Se miraron en silencio.

– Muy astuto -comentó al fin su padre.

– Eso creí. -Peter sonrió rígidamente-. Desde luego, había algunos problemas. Por lo pronto, John no podía hacerlo todo por su cuenta. No le quedaba valor para caminar solo por la calle, y menos para embaucar al FBI.

– ¿Así que le ofreciste ayuda?

– Sí.

– Te convertiste en su representante.

– En efecto.

– Su abogado defensor -observó Stern.

Peter no respondió; sin embargo, era evidente que no lo había considerado así.

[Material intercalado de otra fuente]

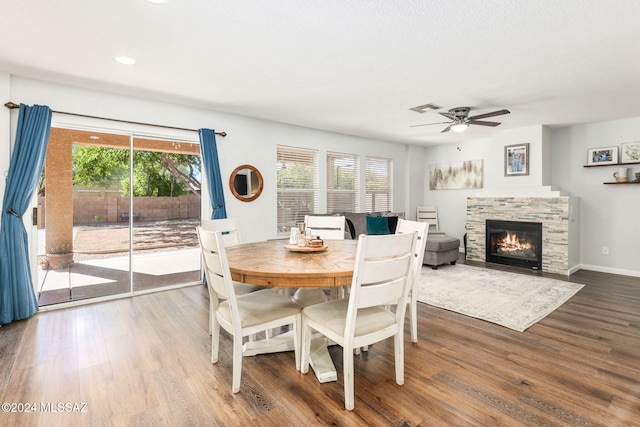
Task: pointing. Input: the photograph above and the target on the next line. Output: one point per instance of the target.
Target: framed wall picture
(516, 160)
(630, 152)
(602, 156)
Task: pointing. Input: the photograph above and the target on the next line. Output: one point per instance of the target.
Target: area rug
(512, 300)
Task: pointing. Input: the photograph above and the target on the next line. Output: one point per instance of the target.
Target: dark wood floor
(145, 361)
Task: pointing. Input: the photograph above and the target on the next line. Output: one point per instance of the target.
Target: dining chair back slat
(327, 227)
(422, 230)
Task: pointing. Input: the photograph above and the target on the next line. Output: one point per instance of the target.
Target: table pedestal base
(320, 359)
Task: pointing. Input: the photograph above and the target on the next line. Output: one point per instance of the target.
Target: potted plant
(60, 256)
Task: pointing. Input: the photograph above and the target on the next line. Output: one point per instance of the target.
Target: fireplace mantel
(557, 213)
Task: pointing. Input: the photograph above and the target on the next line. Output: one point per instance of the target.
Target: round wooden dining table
(271, 264)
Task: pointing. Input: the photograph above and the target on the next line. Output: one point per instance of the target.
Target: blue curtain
(17, 298)
(211, 164)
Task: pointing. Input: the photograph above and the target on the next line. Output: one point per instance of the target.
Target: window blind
(297, 176)
(379, 184)
(343, 183)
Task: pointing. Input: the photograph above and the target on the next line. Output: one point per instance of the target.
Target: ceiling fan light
(459, 127)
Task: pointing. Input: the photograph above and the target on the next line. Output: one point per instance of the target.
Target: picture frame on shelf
(516, 160)
(602, 156)
(630, 152)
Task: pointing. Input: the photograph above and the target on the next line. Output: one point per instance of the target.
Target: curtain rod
(11, 105)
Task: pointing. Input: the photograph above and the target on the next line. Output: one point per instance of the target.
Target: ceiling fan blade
(475, 122)
(429, 124)
(486, 115)
(448, 115)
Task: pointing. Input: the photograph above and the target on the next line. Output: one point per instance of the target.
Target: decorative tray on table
(296, 248)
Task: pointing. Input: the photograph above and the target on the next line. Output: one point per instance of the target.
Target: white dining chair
(242, 315)
(422, 230)
(230, 236)
(228, 226)
(381, 280)
(327, 227)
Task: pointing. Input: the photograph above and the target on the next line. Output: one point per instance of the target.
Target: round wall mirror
(246, 183)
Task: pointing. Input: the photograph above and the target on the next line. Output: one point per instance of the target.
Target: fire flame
(512, 243)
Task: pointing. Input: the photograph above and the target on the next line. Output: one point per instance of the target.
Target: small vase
(60, 261)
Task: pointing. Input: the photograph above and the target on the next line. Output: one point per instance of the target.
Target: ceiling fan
(460, 119)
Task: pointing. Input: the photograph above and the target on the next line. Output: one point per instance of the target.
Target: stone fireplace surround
(551, 209)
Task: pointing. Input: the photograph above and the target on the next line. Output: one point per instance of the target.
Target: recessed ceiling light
(125, 60)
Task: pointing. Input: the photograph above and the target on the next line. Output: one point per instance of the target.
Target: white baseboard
(610, 270)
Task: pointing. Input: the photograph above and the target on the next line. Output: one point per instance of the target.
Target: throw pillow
(393, 224)
(351, 228)
(377, 225)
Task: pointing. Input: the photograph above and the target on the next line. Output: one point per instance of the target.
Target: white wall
(608, 214)
(452, 204)
(249, 141)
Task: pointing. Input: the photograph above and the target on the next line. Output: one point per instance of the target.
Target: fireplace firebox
(515, 243)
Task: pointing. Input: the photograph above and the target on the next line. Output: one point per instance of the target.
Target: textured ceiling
(353, 67)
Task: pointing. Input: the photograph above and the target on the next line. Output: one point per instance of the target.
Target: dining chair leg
(414, 317)
(215, 340)
(296, 340)
(211, 317)
(305, 346)
(347, 362)
(237, 363)
(398, 346)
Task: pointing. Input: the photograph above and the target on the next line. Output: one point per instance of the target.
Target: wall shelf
(622, 183)
(611, 164)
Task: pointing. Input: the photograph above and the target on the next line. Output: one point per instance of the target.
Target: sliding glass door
(125, 206)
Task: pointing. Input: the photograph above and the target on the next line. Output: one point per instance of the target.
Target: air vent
(425, 107)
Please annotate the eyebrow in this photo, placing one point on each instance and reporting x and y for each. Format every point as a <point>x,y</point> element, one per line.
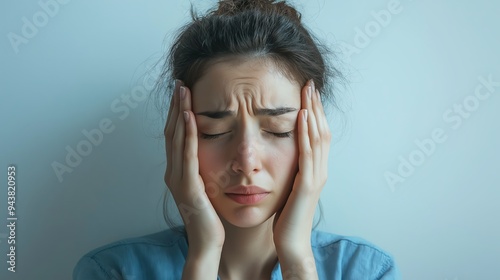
<point>262,111</point>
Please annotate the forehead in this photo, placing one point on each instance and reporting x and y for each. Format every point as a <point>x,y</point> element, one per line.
<point>228,82</point>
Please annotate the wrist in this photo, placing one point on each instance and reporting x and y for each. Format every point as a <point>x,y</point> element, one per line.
<point>298,266</point>
<point>201,264</point>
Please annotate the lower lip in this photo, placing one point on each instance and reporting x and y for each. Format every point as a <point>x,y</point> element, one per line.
<point>247,198</point>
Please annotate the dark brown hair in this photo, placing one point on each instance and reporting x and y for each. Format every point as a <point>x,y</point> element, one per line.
<point>262,29</point>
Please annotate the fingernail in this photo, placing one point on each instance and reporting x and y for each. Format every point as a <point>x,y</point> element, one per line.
<point>183,93</point>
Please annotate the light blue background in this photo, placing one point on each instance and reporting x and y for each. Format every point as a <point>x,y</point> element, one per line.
<point>440,223</point>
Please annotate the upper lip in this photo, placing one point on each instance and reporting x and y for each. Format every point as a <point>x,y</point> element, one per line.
<point>241,189</point>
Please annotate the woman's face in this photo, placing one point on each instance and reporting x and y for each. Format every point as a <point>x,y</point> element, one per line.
<point>252,110</point>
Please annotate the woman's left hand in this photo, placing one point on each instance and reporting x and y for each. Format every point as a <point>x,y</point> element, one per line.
<point>293,223</point>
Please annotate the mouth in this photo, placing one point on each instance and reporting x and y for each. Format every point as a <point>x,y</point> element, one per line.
<point>246,194</point>
<point>247,198</point>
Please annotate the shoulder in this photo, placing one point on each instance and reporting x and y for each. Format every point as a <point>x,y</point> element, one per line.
<point>135,257</point>
<point>349,257</point>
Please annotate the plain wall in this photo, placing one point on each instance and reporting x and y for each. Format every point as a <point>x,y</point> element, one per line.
<point>409,74</point>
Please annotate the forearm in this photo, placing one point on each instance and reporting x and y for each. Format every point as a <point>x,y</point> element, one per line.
<point>201,266</point>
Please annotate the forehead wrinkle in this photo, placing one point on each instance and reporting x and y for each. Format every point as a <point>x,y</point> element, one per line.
<point>248,91</point>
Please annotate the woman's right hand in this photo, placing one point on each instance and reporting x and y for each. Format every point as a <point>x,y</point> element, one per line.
<point>203,226</point>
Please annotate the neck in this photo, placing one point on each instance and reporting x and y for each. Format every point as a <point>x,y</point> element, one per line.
<point>248,253</point>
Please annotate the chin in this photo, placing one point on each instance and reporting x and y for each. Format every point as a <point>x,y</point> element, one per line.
<point>245,216</point>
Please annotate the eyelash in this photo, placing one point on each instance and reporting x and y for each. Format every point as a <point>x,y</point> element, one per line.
<point>278,135</point>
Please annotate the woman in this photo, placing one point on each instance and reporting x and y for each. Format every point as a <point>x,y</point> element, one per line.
<point>247,146</point>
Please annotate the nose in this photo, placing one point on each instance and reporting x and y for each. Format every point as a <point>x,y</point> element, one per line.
<point>247,159</point>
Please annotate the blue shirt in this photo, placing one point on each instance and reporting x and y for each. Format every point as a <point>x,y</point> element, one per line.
<point>162,256</point>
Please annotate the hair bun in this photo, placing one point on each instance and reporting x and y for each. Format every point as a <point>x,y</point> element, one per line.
<point>232,7</point>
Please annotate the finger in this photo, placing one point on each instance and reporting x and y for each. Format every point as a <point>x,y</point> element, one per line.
<point>312,127</point>
<point>323,141</point>
<point>178,83</point>
<point>319,113</point>
<point>170,128</point>
<point>323,147</point>
<point>191,166</point>
<point>305,151</point>
<point>179,135</point>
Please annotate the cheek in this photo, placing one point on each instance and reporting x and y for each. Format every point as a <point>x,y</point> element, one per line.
<point>211,162</point>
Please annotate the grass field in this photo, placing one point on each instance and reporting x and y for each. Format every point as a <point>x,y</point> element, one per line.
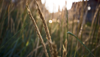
<point>24,32</point>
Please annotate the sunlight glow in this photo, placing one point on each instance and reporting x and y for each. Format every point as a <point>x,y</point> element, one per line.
<point>53,5</point>
<point>50,21</point>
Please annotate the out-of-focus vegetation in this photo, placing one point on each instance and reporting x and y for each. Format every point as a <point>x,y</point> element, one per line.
<point>19,38</point>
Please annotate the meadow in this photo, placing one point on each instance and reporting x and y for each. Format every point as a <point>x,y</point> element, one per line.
<point>24,32</point>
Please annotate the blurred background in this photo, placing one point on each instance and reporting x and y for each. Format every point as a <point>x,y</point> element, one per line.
<point>18,37</point>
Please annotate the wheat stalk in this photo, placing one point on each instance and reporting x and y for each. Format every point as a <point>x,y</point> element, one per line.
<point>37,29</point>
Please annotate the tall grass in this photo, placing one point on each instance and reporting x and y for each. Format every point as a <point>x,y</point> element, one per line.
<point>26,32</point>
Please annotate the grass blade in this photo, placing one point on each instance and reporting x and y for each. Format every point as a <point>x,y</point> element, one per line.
<point>80,42</point>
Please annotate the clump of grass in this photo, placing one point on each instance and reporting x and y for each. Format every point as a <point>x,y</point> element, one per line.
<point>38,32</point>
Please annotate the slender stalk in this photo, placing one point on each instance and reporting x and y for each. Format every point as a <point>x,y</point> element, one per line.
<point>38,32</point>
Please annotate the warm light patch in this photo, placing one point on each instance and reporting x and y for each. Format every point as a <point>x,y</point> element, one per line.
<point>53,5</point>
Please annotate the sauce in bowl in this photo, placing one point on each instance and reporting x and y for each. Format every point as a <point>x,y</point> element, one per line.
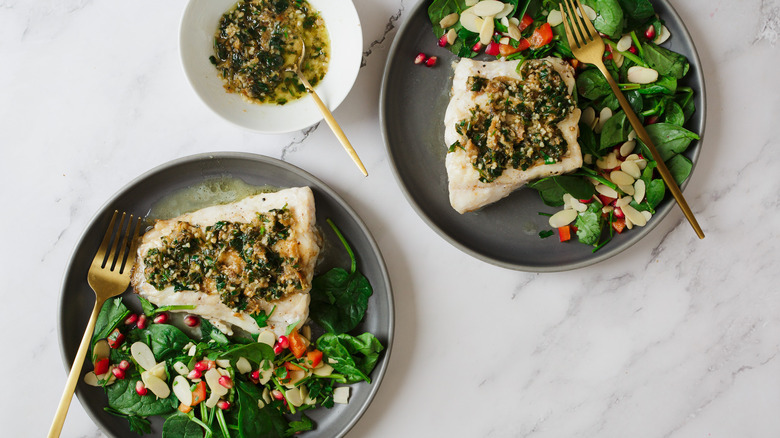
<point>257,41</point>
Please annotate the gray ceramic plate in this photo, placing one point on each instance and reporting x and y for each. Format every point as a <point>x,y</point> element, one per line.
<point>140,195</point>
<point>412,104</point>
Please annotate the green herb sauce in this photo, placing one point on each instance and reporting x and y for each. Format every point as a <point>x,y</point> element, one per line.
<point>518,127</point>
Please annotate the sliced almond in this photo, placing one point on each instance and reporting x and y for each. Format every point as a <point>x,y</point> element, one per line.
<point>621,178</point>
<point>627,147</point>
<point>486,31</point>
<point>631,168</point>
<point>624,43</point>
<point>663,35</point>
<point>562,218</point>
<point>639,191</point>
<point>143,355</point>
<point>635,216</point>
<point>554,18</point>
<point>629,189</point>
<point>488,8</point>
<point>506,11</point>
<point>341,395</point>
<point>181,389</point>
<point>449,20</point>
<point>642,75</point>
<point>607,191</point>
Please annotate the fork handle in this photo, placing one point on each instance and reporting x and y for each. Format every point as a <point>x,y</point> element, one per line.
<point>660,165</point>
<point>75,372</point>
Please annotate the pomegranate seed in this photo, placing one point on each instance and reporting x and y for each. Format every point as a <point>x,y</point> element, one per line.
<point>492,49</point>
<point>226,381</point>
<point>140,388</point>
<point>119,373</point>
<point>162,318</point>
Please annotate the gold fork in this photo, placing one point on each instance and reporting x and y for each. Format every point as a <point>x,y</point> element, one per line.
<point>108,276</point>
<point>334,125</point>
<point>588,47</point>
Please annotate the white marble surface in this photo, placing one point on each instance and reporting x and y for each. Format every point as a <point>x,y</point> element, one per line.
<point>675,337</point>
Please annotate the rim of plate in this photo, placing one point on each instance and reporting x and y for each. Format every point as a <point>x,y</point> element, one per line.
<point>696,75</point>
<point>378,373</point>
<point>196,33</point>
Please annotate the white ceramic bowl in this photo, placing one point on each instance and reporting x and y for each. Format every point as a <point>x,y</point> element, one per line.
<point>196,39</point>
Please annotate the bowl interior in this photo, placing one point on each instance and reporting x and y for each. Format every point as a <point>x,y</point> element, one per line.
<point>196,38</point>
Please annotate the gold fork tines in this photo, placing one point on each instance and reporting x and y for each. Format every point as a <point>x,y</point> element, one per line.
<point>108,276</point>
<point>587,46</point>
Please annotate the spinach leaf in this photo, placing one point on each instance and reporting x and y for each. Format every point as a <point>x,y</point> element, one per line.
<point>664,61</point>
<point>615,131</point>
<point>137,424</point>
<point>180,425</point>
<point>552,189</point>
<point>254,422</point>
<point>339,299</point>
<point>680,167</point>
<point>167,341</point>
<point>609,20</point>
<point>112,313</point>
<point>345,348</point>
<point>589,224</point>
<point>123,398</point>
<point>670,139</point>
<point>591,84</point>
<point>674,114</point>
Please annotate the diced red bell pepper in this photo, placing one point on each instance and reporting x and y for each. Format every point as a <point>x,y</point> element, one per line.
<point>101,366</point>
<point>564,233</point>
<point>542,36</point>
<point>297,344</point>
<point>115,338</point>
<point>525,22</point>
<point>619,224</point>
<point>314,358</point>
<point>199,393</point>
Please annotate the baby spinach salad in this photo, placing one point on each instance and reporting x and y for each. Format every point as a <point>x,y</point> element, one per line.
<point>617,187</point>
<point>207,384</point>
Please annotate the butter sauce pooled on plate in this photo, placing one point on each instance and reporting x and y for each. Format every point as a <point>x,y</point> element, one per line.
<point>258,41</point>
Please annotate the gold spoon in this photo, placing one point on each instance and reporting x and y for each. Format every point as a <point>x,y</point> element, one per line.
<point>326,112</point>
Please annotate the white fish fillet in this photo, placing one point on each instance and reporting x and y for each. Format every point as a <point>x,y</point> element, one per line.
<point>467,192</point>
<point>291,309</point>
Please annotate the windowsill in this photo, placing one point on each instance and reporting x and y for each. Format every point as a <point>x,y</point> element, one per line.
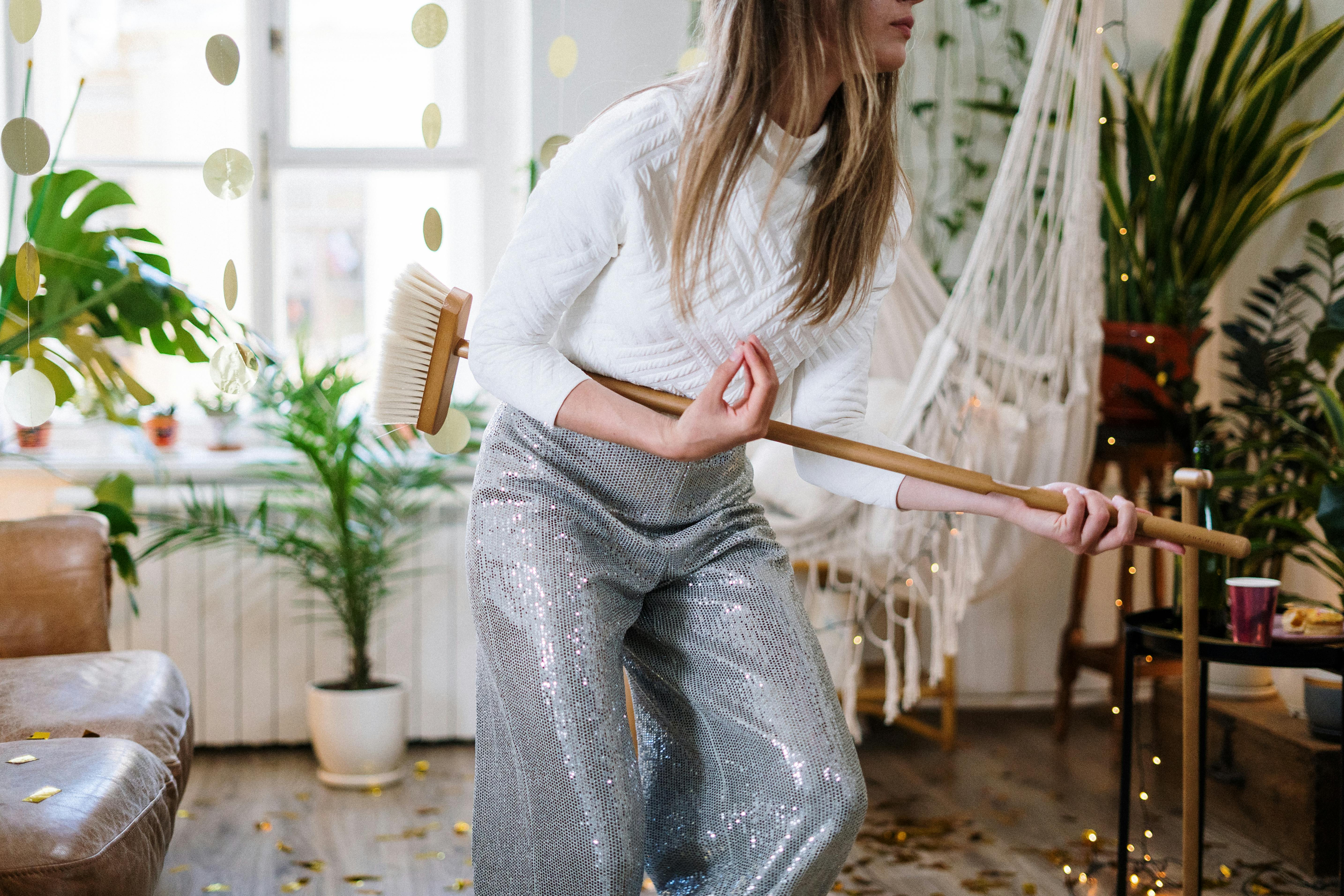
<point>84,452</point>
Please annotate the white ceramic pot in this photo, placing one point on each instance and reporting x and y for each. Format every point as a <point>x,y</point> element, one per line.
<point>1232,682</point>
<point>359,737</point>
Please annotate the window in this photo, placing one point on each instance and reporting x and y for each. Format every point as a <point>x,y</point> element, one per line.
<point>328,107</point>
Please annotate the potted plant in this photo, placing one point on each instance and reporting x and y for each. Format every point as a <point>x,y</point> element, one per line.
<point>1280,457</point>
<point>163,426</point>
<point>1193,163</point>
<point>222,413</point>
<point>342,520</point>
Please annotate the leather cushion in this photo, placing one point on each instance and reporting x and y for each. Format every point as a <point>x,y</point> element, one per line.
<point>57,585</point>
<point>107,831</point>
<point>138,695</point>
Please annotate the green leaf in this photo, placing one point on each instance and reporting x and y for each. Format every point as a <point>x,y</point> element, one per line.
<point>119,490</point>
<point>1324,346</point>
<point>119,520</point>
<point>1330,515</point>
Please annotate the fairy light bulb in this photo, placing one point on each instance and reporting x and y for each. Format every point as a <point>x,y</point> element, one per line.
<point>30,397</point>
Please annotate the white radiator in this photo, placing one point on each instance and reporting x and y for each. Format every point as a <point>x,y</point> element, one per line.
<point>235,625</point>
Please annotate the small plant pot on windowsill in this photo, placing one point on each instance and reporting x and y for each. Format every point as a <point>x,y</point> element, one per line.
<point>359,737</point>
<point>34,439</point>
<point>163,432</point>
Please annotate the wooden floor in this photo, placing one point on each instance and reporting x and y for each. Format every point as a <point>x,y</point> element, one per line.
<point>1002,816</point>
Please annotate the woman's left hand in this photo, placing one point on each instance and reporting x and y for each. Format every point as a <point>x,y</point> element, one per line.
<point>1085,527</point>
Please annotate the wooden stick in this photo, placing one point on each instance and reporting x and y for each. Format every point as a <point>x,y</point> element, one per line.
<point>1154,527</point>
<point>1190,483</point>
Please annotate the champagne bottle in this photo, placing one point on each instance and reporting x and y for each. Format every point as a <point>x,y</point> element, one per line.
<point>1213,567</point>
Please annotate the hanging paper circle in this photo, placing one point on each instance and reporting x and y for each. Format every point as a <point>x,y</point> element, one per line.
<point>30,397</point>
<point>27,271</point>
<point>230,285</point>
<point>454,436</point>
<point>229,174</point>
<point>552,147</point>
<point>222,58</point>
<point>564,57</point>
<point>25,146</point>
<point>433,230</point>
<point>25,18</point>
<point>429,27</point>
<point>235,369</point>
<point>690,60</point>
<point>432,124</point>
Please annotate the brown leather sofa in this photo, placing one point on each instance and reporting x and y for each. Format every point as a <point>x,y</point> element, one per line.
<point>119,722</point>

– ¿En serio crees que esta profesión se maneja así, Peter?

– Oh, ahórrame el discurso. Te he oído demasiadas veces. ¿A cuántos les has conseguido inmunidad cuando mentían a más no poder y culpaban a quien el gobierno quería que culpasen?

– A muchos menos de los que pareces imaginar, Peter. En cualquier caso, si se dijeron embustes, yo no los inventé.

– ¿No? ¿Acaso creías en esos «embustes»? Lo sé. Sólo eres el abogado. Si el cliente tiene las pelotas, o los sesos, para no decirte que está mintiendo, haces la vista gorda. ¿Cuántos cuentos de hadas de ese tipo has contribuido a crear?